We have studied clinical and endocrine parameters in a group (group A) of forth men referred to us because of persistent idiopathic gynaecomastia (of more than 18 months duration), before and during the administration of percutaneous dihydrotestosterone (DHT). The endocrine parameters (testosterone (T), 17 beta-oestradiol (E2), DHT, gonadotrophins (FSH and LH) and prolactin (PRL), were compared to those of control groups of 12 healthy men on DHT therapy (group B) and 10 on placebo (group C). Local administration of DHT was followed by the complete disappearance of gynaecomastia in 10 patients, partial regression in 19 and no change in 11 patients after 4 to 20 weeks of percutaneous DHT (125 mg twice daily). Before treatment the T + DHT/E2 ratio was significantly (P less than 0.001) lower in group A 244 +/- 21 (SEM) than in groups B and C (361 +/- 21) while T, DHT and E2 concentrations were all within the normal range. During DHT treatment plasma hormone levels were measured in 26 patients from group A: DHT levels increases significantly (day 0: 1.63 +/- 0.14 nmol/l; day 15: 12.8 +/- 1.6 nmol/l, P less than 0.001) while T and E2 levels fell significantly (T: day 0: 22.6 +/- 1.2 nmol/l; day 15: 11.0 +/- 1.5 nmol/l, P less than 0.001; E2: day 0: 110.5 +/- 7.12 pmol/l; day 15: 86.79 +/- 9.4 pmol/l, P less than 0.01). The T/E2 ratio decreased from 231 +/- 20 to 164 +/- 27 (P less than 0.05) while the T + DHT/E2 ratio increased significantly (P less than 0.02) to a normal mean value (day 15: 354 +/- 57).(ABSTRACT TRUNCATED AT 250 WORDS)"
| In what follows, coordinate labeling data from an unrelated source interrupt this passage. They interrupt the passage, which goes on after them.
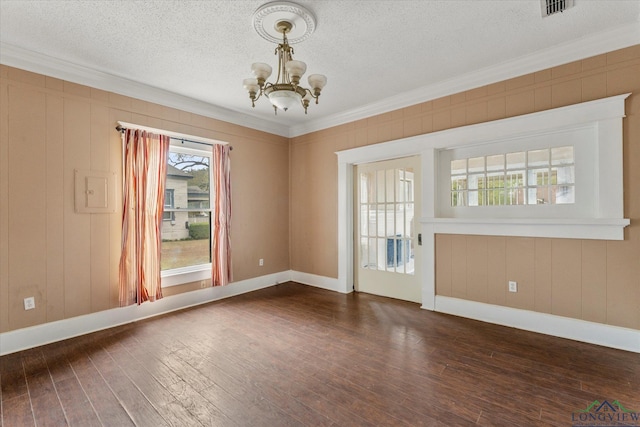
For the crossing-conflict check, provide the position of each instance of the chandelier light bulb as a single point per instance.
(251, 85)
(278, 24)
(295, 69)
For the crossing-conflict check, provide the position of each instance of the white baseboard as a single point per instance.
(323, 282)
(563, 327)
(33, 336)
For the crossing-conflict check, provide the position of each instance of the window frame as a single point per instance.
(197, 272)
(582, 138)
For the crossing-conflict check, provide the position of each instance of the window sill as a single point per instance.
(576, 228)
(180, 276)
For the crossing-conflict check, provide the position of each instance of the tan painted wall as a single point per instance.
(592, 280)
(69, 261)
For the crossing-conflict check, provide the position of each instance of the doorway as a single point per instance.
(387, 247)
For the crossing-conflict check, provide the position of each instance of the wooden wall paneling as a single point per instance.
(623, 281)
(566, 275)
(594, 280)
(542, 293)
(477, 268)
(101, 129)
(497, 269)
(443, 264)
(459, 270)
(55, 208)
(27, 205)
(77, 227)
(521, 269)
(4, 202)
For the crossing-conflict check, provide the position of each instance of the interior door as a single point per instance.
(387, 249)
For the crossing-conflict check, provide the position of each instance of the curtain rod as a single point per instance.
(123, 129)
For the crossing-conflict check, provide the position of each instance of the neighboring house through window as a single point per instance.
(186, 229)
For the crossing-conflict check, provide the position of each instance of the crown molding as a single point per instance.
(18, 57)
(585, 47)
(594, 44)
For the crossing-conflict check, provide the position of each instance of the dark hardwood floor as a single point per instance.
(296, 355)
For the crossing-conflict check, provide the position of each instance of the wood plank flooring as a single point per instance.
(293, 355)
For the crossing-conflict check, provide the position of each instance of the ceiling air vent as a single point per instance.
(549, 7)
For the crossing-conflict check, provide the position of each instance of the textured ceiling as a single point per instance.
(374, 53)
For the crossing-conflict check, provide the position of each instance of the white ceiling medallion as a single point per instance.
(267, 17)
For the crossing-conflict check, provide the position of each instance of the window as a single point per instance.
(169, 204)
(541, 176)
(186, 229)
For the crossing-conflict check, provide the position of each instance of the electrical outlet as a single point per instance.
(29, 303)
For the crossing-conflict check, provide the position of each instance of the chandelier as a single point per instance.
(284, 18)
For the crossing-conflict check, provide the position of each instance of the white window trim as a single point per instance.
(608, 223)
(183, 275)
(180, 276)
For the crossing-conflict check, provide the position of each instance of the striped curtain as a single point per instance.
(145, 171)
(221, 217)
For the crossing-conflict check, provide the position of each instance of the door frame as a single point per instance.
(347, 159)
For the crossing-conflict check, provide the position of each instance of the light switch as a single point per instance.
(95, 191)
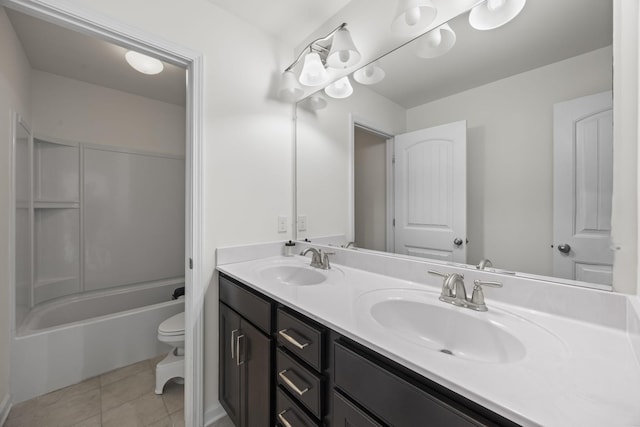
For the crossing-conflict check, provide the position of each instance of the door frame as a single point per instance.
(93, 24)
(362, 123)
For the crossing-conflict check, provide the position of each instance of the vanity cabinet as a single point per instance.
(277, 367)
(245, 355)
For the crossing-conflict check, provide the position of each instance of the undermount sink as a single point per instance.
(418, 316)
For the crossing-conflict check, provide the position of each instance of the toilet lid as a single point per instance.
(173, 325)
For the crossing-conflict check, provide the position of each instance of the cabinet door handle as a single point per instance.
(290, 383)
(292, 340)
(233, 342)
(283, 420)
(238, 361)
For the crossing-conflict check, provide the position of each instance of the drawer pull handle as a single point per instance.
(233, 344)
(290, 383)
(292, 340)
(283, 420)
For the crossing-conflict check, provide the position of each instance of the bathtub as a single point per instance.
(71, 339)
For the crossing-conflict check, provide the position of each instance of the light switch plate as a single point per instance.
(282, 224)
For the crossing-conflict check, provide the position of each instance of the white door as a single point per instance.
(583, 185)
(431, 192)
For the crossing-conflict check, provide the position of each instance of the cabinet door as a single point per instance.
(229, 372)
(255, 376)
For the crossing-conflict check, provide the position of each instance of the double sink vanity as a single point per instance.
(377, 340)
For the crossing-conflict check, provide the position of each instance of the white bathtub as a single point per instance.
(72, 339)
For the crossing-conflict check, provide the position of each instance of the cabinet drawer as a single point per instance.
(346, 413)
(303, 384)
(300, 338)
(250, 306)
(288, 414)
(391, 398)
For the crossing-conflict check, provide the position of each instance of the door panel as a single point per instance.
(583, 187)
(430, 192)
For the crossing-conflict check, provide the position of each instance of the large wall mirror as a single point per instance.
(512, 95)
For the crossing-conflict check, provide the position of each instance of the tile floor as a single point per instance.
(120, 398)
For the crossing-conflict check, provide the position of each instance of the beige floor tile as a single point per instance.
(173, 396)
(224, 422)
(124, 372)
(177, 418)
(70, 410)
(142, 411)
(69, 392)
(127, 389)
(91, 422)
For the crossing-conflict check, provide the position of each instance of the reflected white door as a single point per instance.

So I have some imaginary 3-Alpa powder that will be mixed with Ab-Solved or its carrier whenever Avant Labs releases it. This will be the 3rd point of attack. What sucks is that I have male pattern baldness and the extra DHT will suck. I will use Azeleic Acid and Spiro topically to block the DHT at the scalp.
I havent decided doses yet, but I will run all 3 together and hope for the best.